Conceptually, Puzzle Fighter is pretty simple. There are gems of four different colors, and they fall into your pit in groups of two. You can rotate the gems around and drop them as you see fit, which usually involves grouping the colors together to make larger, connected groups of gems. The four gem colors also have corresponding colored crash gems. When you connect a crash gem to a quantity of like-colored blocks, they all blast apart and are removed from your pit. The remaining blocks fall as necessary, and the game continues. Busting up larger groups of gems, or even better yet, creating combos of multiple crashes, builds up a collection of junk gems that get dropped onto your opponent's screen. The junk gems count down with every drop and eventually turn back into regular-colored gems, which in turn might just set off a huge chain reaction on your opponent's side, sending a mess of blocks your way, and so on. Play continues until one player loses by having a full pit. The back-and-forth nature of Puzzle Fighter is what makes it so over-the-top and exciting, and you never really know what's going to happen.
All games are played competitively, whether you're playing against the machine or against a human opponent. You can play two-player matches locally or over the Internet. Most of the time the game works just fine online, though matches are occasionally sluggish and jumpy to the point of being unplayable. You can also play unranked matches with up to four players in them, in which the losing player rotates out and the next player swaps in, much like the quarter-match mode found in Street Fighter II Turbo on the 360.
While the arcade game had only one real mode to play, Capcom came up with two more gameplay modes for the Dreamcast version. One is practically identical to the original mode, and the other has you rotating existing blocks in your pit, rather than waiting for new blocks to drop. There's also a new mode called "X'." That's "X dash" for those of you not fluent in Capcom's naming conventions, but regardless, it's a slightly rebalanced version of the original game that makes all the players competitive. Before each match, you pick a Capcom character, such as Ryu, Ken, Dan, Akuma, Sakura, and so on. Each one drops junk blocks in different patterns, and this rebalanced mode adjusts that aspect of the game a bit to level the playing field. You probably won't notice the difference; the distinction seems a little too subtle for all but the most diehard Puzzle Fighter players out there.
The graphics and menus in the game have been redone, and the end result is much better-looking blocks and backgrounds, all of which are nice and sharp. However, the characters haven't been reworked. Compared to the nicely-redone backgrounds, the figures look blurry and sloppy as they stand in the middle of the screen and animate in ways that correspond to how you're playing. It's unfortunate that they weren't given the same "HD Remix" treatment that the rest of the game received. The sound effects and character chatter are the same, and the shrill Japanese shouting that comes from some characters might drive you insane, although it could be right up your alley.

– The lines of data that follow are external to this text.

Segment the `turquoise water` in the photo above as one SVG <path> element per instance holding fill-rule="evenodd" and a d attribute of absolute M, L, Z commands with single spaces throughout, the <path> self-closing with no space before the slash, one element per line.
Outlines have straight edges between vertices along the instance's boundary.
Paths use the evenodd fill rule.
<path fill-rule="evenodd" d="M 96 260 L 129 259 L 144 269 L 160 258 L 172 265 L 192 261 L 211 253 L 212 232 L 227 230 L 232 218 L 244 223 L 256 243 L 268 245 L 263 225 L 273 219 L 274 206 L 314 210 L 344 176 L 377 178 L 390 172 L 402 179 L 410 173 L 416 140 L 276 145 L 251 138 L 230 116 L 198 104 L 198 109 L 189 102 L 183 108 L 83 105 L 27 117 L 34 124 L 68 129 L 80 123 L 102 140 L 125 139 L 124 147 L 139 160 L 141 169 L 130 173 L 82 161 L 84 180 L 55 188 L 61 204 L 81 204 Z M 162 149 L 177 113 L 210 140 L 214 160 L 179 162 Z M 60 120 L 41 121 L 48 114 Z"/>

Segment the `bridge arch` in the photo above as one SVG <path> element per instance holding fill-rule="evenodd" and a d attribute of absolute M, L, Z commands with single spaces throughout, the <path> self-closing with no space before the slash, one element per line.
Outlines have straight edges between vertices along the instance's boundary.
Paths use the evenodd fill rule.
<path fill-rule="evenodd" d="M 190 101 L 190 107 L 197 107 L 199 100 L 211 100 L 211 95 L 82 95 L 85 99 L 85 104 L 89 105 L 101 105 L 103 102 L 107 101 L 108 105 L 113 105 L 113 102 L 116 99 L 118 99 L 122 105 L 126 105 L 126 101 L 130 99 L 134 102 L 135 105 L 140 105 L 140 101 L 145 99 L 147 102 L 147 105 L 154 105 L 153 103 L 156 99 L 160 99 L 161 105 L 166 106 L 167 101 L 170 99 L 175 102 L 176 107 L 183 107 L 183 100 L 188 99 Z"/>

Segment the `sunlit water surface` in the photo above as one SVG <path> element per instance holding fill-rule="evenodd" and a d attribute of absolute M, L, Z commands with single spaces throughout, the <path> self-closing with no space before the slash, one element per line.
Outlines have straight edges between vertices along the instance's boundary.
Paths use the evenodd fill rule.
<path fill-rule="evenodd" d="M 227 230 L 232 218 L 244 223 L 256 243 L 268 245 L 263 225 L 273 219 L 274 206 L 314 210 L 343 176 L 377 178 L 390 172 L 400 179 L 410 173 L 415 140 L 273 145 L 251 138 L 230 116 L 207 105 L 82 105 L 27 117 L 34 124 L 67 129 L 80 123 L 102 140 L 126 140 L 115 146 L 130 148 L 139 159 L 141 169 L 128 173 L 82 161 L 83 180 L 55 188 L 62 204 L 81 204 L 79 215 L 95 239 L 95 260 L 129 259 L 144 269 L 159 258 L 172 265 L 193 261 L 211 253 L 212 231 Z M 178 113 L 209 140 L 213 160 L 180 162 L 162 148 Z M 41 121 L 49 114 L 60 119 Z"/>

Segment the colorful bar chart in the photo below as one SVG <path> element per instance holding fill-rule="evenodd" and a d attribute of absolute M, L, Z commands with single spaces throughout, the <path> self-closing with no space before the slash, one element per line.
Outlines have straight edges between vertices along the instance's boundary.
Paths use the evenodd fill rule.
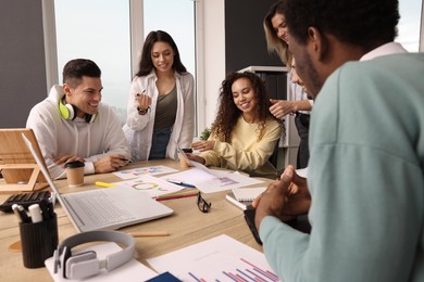
<path fill-rule="evenodd" d="M 276 282 L 263 253 L 227 235 L 148 259 L 158 272 L 170 271 L 183 281 Z"/>

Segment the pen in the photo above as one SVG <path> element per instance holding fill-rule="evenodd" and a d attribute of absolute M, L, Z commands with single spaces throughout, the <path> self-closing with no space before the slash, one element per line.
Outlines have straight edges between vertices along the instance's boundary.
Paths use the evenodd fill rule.
<path fill-rule="evenodd" d="M 157 201 L 166 201 L 166 200 L 173 200 L 173 198 L 197 196 L 197 194 L 198 194 L 198 192 L 159 195 L 159 196 L 157 196 Z"/>
<path fill-rule="evenodd" d="M 189 184 L 189 183 L 186 183 L 186 182 L 183 182 L 183 181 L 178 181 L 178 180 L 167 179 L 166 181 L 170 182 L 170 183 L 173 183 L 173 184 L 180 185 L 180 187 L 196 188 L 192 184 Z"/>
<path fill-rule="evenodd" d="M 13 204 L 12 205 L 12 210 L 13 213 L 16 215 L 17 217 L 17 222 L 22 222 L 22 217 L 21 217 L 21 214 L 20 214 L 20 210 L 17 208 L 17 204 Z"/>
<path fill-rule="evenodd" d="M 42 216 L 41 216 L 41 209 L 38 204 L 30 205 L 28 207 L 30 219 L 33 220 L 33 223 L 41 222 Z"/>
<path fill-rule="evenodd" d="M 41 208 L 42 220 L 48 220 L 50 218 L 50 215 L 49 215 L 49 208 L 47 206 L 48 205 L 47 200 L 42 198 L 39 205 Z"/>
<path fill-rule="evenodd" d="M 53 193 L 53 195 L 55 195 L 55 193 Z M 47 202 L 47 209 L 49 210 L 50 218 L 53 218 L 54 217 L 54 202 L 53 202 L 53 200 Z"/>
<path fill-rule="evenodd" d="M 104 188 L 111 188 L 111 187 L 115 187 L 116 184 L 108 183 L 108 182 L 101 182 L 101 181 L 96 181 L 95 185 L 97 185 L 97 187 L 104 187 Z"/>
<path fill-rule="evenodd" d="M 170 233 L 166 231 L 150 231 L 150 232 L 130 232 L 128 233 L 132 236 L 167 236 Z"/>

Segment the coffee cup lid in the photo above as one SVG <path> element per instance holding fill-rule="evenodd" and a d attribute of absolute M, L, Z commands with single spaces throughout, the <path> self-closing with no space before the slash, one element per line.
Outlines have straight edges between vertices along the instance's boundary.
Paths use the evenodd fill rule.
<path fill-rule="evenodd" d="M 77 168 L 77 167 L 84 167 L 84 166 L 85 166 L 85 164 L 83 162 L 79 162 L 79 161 L 73 161 L 70 163 L 65 163 L 66 168 Z"/>

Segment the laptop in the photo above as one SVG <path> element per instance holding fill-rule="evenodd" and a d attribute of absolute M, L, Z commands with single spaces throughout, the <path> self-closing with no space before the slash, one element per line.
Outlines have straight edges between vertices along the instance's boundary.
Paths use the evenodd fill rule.
<path fill-rule="evenodd" d="M 22 138 L 53 191 L 53 204 L 57 198 L 78 232 L 115 230 L 174 213 L 149 194 L 127 185 L 61 194 L 33 143 L 24 134 Z"/>

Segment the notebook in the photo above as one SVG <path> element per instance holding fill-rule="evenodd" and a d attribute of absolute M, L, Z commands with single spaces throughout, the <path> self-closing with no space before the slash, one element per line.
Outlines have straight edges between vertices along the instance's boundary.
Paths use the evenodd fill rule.
<path fill-rule="evenodd" d="M 227 193 L 225 195 L 225 197 L 226 197 L 226 200 L 229 201 L 229 203 L 246 210 L 246 209 L 251 208 L 253 200 L 265 190 L 266 190 L 265 187 L 261 187 L 261 188 L 233 188 L 232 192 Z"/>
<path fill-rule="evenodd" d="M 78 232 L 115 230 L 174 213 L 147 193 L 126 185 L 61 194 L 33 144 L 24 134 L 23 139 L 53 190 L 53 198 L 58 198 Z"/>

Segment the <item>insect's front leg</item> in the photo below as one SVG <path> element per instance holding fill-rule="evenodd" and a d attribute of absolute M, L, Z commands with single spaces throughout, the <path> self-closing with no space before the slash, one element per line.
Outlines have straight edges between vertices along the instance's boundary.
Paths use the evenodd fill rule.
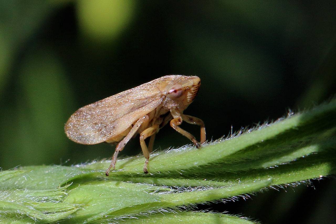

It's a shame the characters didn't get a little graphical-update love, but it's hard to argue with Puzzle Fighter's gameplay. It plays well both online and off, and has enough options to keep you interested for a good chunk of time. The price seems a little steep on either platform, but especially on the Xbox Live Arcade where most other arcade classics go for $5 instead of $10, but even at twice the price, it's still a reasonable value.